To solve the problem of how many ways a customer can choose 4 ice-cream cones containing only 2 or 3 different flavors from 6 available flavors, we can break it down into two cases: one for 3 different flavors and another for 2 different flavors. ### Step-by-step Solution: **Case 1: Choosing 3 Different Flavors** 1. **Choose 3 Flavors from 6**: We need to choose 3 different flavors from the 6 available flavors. The number of ways to choose 3 flavors from 6 is given by the combination formula: \[ \binom{6}{3} = \frac{6!}{3!(6-3)!} = \frac{6 \times 5 \times 4}{3 \times 2 \times 1} = 20 \] 2. **Distribution of Ice Creams**: Since we have to choose 4 ice creams with 3 different flavors, one of the flavors must be chosen twice. Let's denote the chosen flavors as A, B, and C. The possible distributions of the ice creams can be: - 2 of A, 1 of B, 1 of C - 1 of A, 2 of B, 1 of C - 1 of A, 1 of B, 2 of C Each distribution can be arranged in different ways.

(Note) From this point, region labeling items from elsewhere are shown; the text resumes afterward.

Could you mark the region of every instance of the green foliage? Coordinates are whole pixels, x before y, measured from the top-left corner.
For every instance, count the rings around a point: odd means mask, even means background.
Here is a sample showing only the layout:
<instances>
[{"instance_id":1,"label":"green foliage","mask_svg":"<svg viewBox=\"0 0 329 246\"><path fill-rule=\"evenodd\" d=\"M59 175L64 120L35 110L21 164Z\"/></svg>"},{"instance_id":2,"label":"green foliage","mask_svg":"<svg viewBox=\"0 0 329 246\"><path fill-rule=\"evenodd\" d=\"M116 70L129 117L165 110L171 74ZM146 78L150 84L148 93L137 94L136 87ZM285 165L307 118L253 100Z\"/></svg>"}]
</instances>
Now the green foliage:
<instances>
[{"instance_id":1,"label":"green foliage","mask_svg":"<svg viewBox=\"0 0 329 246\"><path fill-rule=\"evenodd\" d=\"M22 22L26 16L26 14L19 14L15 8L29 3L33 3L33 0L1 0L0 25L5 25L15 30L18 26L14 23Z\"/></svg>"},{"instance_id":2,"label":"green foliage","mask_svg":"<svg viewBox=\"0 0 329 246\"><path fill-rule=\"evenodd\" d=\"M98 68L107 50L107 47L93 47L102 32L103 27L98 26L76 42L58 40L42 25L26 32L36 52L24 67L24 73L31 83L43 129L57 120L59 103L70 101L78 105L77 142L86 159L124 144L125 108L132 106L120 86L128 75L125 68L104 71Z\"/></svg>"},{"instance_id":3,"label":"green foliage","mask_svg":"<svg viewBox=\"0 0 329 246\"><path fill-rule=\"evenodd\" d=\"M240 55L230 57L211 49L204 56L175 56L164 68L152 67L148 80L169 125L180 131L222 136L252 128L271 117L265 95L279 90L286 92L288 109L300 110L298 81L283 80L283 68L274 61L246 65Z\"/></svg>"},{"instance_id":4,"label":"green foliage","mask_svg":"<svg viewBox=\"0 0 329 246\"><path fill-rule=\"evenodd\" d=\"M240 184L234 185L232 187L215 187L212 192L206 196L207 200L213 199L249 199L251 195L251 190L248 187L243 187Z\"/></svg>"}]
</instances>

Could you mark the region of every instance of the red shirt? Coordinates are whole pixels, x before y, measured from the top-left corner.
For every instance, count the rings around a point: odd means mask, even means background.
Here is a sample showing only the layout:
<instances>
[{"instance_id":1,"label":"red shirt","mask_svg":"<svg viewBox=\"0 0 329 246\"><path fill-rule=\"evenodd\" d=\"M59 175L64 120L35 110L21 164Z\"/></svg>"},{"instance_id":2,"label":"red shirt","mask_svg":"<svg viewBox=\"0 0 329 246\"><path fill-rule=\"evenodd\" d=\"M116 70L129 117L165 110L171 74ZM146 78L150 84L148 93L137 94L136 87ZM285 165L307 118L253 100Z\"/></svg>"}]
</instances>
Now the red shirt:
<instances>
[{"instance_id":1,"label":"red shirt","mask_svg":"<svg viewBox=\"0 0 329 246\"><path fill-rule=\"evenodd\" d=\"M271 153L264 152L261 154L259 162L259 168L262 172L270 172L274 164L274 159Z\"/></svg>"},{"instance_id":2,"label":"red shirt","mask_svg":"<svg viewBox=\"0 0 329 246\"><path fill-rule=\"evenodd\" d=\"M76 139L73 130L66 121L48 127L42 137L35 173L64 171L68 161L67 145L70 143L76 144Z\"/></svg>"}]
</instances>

The number of arrangements for each distribution can be calculated using the formula for permutations of multiset: \[ \text{Arrangements} = \frac{4!}{2!1!1!} = 12 \] (This is for the distribution 2 of A, 1 of B, and 1 of C. The same applies to the other distributions.) 3. **Total Arrangements for Case 1**: Since there are 3 different distributions and each can be arranged in 12 ways, the total arrangements for this case is: \[ 20 \times 12 = 240 \] **Case 2: Choosing 2 Different Flavors** 1. **Choose 2 Flavors from 6**: The number of ways to choose 2 different flavors from the 6 available flavors is: \[ \binom{6}{2} = \frac{6!}{2!(6-2)!} = \frac{6 \times 5}{2 \times 1} = 15 \] 2. **Distribution of Ice Creams**: Since we have to choose 4 ice creams with 2 different flavors, each flavor must be chosen twice. Let's denote the chosen flavors as A and B. The only distribution is: - 2 of A and 2 of B The number of arrangements for this distribution is: \[ \text{Arrangements} = \frac{4!}{2!2!} = 6 \] 3. **Total Arrangements for Case 2**: The total arrangements for this case is: \[ 15 \times 6 = 90 \] **Final Calculation**: Now, we combine the results from both cases to find the total number of ways a customer can choose the ice creams: \[ \text{Total Ways} = 240 + 90 = 330 \] ### Final Answer: The total number of ways a customer can choose 4 ice-cream cones containing only 2 or 3 different flavors is **330**.